Same thing with enterprise data. It’s great that your office has terabytes of records sitting on its local and remote servers, but how are you going to sift through that cornucopia to find what you need? That’s where enterprise search comes in, letting you find the needle in the haystack. (Doesn’t autumn offer a cornucopia of data analogies?)

Enterprise search provides a similar search mechanism to Internet search across your own office content. But while Internet search sends your search request to an outside company like Google, enterprise search keeps all data in-house. (Note: this article’s descriptions use dtSearch® for its discussion of functionality. If you are using a different search engine, please first verify how it works.)

Enterprise search instantly searches terabytes after first building one or more search indexes. Each index can hold up to a terabyte of data, and there are no limits on the number of indexes that enterprise search can build and simultaneously search. So is indexing a lot of work? Not for you; all you need to do is point to the folders and the like to index. Enterprise search automatically recognizes popular file types like PDF, Microsoft Word, Excel, Access, PowerPoint, OneNote, web-based formats, email formats, etc.

Indexing aims to be foolproof. The indexer can take a PDF saved with a .DOCX file extension or a Word document saved with a .PDF file extension and handle that correctly. Indexing can further work with emails plus multilayer nested attachments, like a ZIP or RAR attachment holding a Word document that itself embeds an Excel spreadsheet. Remote data like Office 365 files or SharePoint files are fine so long as these present as part of the Windows file system. And content that may be invisible in its native application, like black text against a black background, is just ordinary text to the indexer.

Multilanguage data is also not an issue. Enterprise search supports Unicode covering hundreds of international languages, including European languages, right-to-left Hebrew and Arabic, and double-byte character Chinese, Japanese and Korean. A single file or email can have multiple different Unicode encodings, and enterprise search will track that progression. Enterprise search can even find Unicode emojis

After indexing, enterprise search lets you instantly search across the indexed data cornucopia. Or be the OFFICE SUPERHERO and extend searching, operating in an Intranet or a classic network environment, to all of your co-workers, letting everyone instantly search at once. While indexing is resource-intensive, searching is resource-light, allowing search threads to operate instantly and concurrently without interfering with each other. When data updates, enterprise search can update its indexes to reflect files that have been added, deleted or modified without affecting continuing instant concurrent search.

Enterprise search offers over 25 different full-text and metadata search types so everyone can get to the right information quickly. Enter a simple unstructured natural language query: holiday party beverage order. Or leverage precision word and phrase Boolean (and/or/not), proximity, data range, etc. search elements: “holiday party” and (beverage w/7 soda) and not (coffee w/18 tea) and date(10/31/23 to 1/31/24).

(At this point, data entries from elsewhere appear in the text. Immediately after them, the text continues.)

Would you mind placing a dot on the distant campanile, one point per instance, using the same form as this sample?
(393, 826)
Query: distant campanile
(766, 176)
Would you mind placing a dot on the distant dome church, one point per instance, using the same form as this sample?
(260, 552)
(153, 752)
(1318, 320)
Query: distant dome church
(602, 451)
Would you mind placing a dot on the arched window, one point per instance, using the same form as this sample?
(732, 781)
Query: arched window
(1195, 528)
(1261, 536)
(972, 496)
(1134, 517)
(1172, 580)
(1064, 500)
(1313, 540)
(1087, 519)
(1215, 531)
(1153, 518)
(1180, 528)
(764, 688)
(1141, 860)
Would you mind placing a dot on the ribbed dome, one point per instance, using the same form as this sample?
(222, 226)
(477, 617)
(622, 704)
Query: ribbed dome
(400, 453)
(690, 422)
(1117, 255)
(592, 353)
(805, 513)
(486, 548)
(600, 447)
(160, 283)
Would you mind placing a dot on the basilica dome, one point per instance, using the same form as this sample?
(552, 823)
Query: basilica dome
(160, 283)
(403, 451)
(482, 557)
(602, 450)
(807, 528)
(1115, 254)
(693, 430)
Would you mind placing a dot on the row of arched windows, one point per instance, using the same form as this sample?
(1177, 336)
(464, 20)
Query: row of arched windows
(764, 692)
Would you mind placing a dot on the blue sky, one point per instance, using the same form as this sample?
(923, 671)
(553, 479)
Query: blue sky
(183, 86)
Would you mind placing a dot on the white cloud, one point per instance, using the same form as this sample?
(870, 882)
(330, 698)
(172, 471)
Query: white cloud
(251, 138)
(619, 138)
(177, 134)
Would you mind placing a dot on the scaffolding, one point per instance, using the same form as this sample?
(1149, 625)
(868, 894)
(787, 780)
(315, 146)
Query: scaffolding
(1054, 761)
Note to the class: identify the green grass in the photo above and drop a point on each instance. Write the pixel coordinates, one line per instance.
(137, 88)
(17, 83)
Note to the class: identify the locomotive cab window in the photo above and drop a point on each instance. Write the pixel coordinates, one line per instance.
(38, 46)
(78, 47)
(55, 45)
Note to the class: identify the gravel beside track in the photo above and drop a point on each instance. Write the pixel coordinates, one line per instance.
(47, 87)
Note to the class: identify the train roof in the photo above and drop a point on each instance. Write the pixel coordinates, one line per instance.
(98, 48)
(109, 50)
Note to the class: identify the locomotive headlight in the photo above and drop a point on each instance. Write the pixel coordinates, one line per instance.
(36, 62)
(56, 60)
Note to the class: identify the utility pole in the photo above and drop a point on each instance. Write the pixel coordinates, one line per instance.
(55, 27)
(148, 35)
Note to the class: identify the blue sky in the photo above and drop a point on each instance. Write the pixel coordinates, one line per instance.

Date range search can automatically pick up different date formats like 11/15/23 and Nov 15, 2023. Concept searching can find drink for beverage. If holiday party is mistyped as holimay party, a low-level fuzzy search can still flag that. Or add metadata-specific search elements to your search request.  Advanced search options can even find stray credit card numbers that may have snuck their way into open office data.

After a search, view retrieved items with highlighted hits for convenient navigation. “Vector-space” relevancy ranking takes you right to the key files. Take a natural language beverage order query. If order is in 2 billion documents but beverage is in just a few dozen, beverage files would get a higher ranking, with densest mentions getting the highest rankings. You can also add your own customer variable term weighting, giving a higher positive or negative weight to full-text and/or metadata content or positionally to content at the top or bottom of a file. Or instantly re-sort by some unrelated criterion like file date or file location.

Drowning in a cornucopia of data no more. Now you can get out and enjoy the holidays.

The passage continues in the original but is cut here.